グローバル化の中で、他国のような成長が必要かどうかは議論の分かれるところであるが、資源を持たない日本は、輸出で稼がないと、外国から資源を買えず、生き残って行く事はできないと思います。かと言って、今更ブータンのようなのんびりした小国にも戻れません。
ならば、成熟国家の多様化中で、ハートもソフトも質を高め、内需、というより国民の幸福感を高めることで、外貨を呼び込みしかないと思います。
その為には、これまでの固定観念にこだわらない若い世代のリーダーが必要なのですが、成熟国家の日本では、政治家も経営者も投票に行く有権者も年寄りが多く、よって、問題先送りの施策ばかり。

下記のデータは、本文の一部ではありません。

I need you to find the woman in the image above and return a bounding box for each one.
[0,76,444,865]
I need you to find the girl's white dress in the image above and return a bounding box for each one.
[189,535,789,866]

よって、3つ目のイノベーションにあるように、自分を含めた、若い世代が、発言力と実行力を高め、世代交代をしていく中で、新しい日本を作って行かなければ行けないと思います。別にたいそうなことではなく、まずは個々が、指示を待つのではなく、問題意識と目標を持ち、自ら行動をしていくことの積み重ねだと思います。